If there are 5 of the monster in the mob, using Pt from the example above:

Pf = 1-(1-.3366)^5 = 1-(.6634)^5 = 1-(.2920) (rounding again) = .7080 or 70.8%

## Drop Procedure[]

When the player side wins a fight against monsters, the players may receive drops. Each character gets a drop roll on each drop of each monster. If a drop roll is successful the character receives the item.

The character with the highest prospecting rolls for items first, followed by the character with the second highest prospecting, and so forth. In the case where two or more characters have the same prospecting, the tie is broken by Initiative.

## History[]

Before version 2.29, drops also had another property, called Prospecting Lock.

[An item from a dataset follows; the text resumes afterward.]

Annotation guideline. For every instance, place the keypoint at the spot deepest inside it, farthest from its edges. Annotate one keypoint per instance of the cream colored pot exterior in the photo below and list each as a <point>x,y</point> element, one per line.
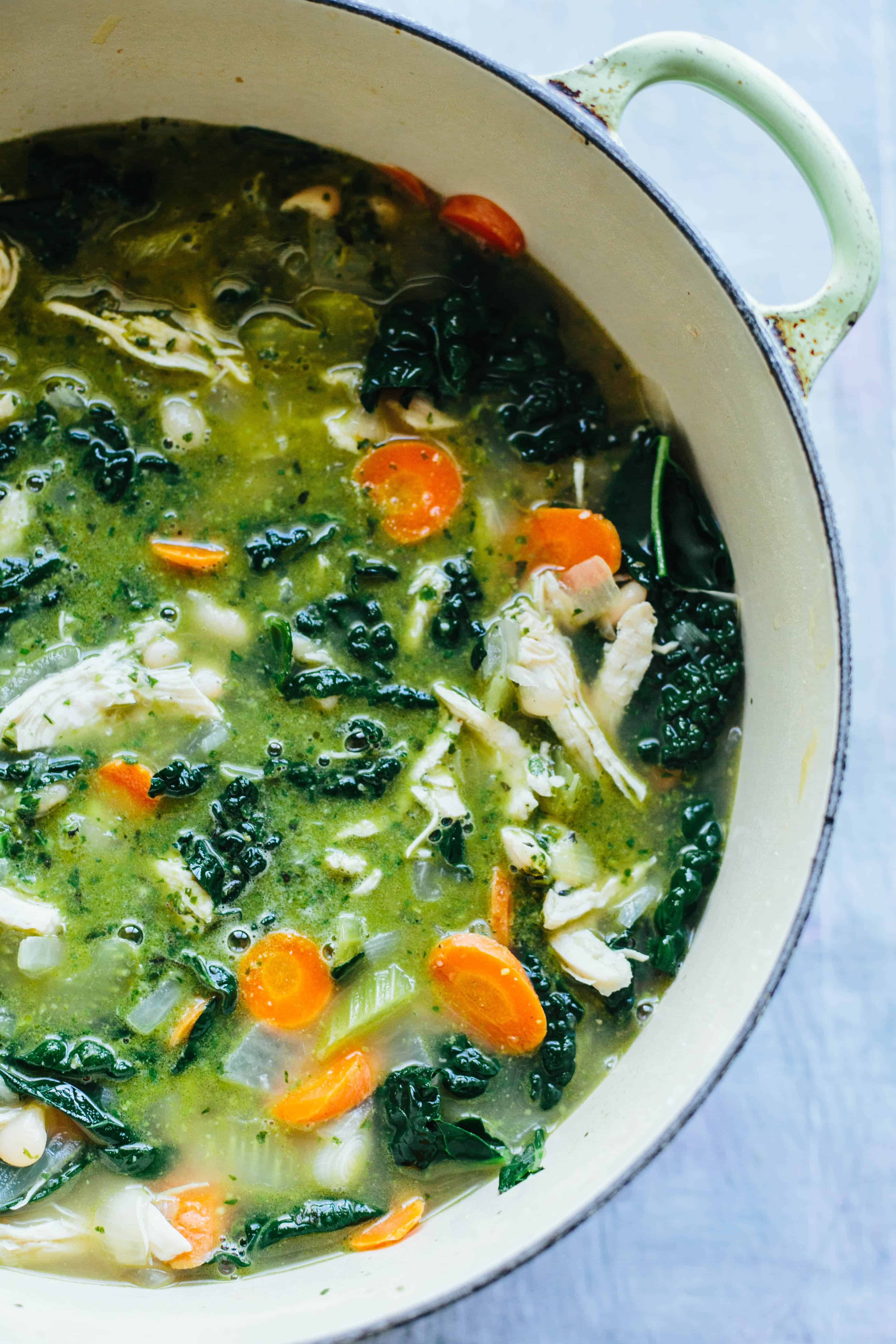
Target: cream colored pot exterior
<point>387,95</point>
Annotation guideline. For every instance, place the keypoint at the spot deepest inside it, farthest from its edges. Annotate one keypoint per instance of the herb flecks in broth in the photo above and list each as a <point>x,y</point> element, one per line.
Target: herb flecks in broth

The prospecting lock is the minimum amount of prospecting that a player or group of players must have before a drop has a chance to occur. If the prospecting lock is not met, there is no chance of getting the drop, no matter how high the drop rate is.

Prospecting locks vary widely. Some prospecting locks are so low that a single player will always have a chance of getting the drop. (In fact, some prospecting locks must be zero because non-paying players are able to get drops while soloing, yet non-paying players have zero prospecting.) Some locks are a little higher but can still be unlocked by a single player who has increased their prospecting through character points and/or equipment. Some locks are so high that they cannot be unlocked by a single player but require a group of players. The highest prospecting locks can only be unlocked by large groups of players. It is the prospecting at the end of the fight that matters, not the prospecting at the beginning.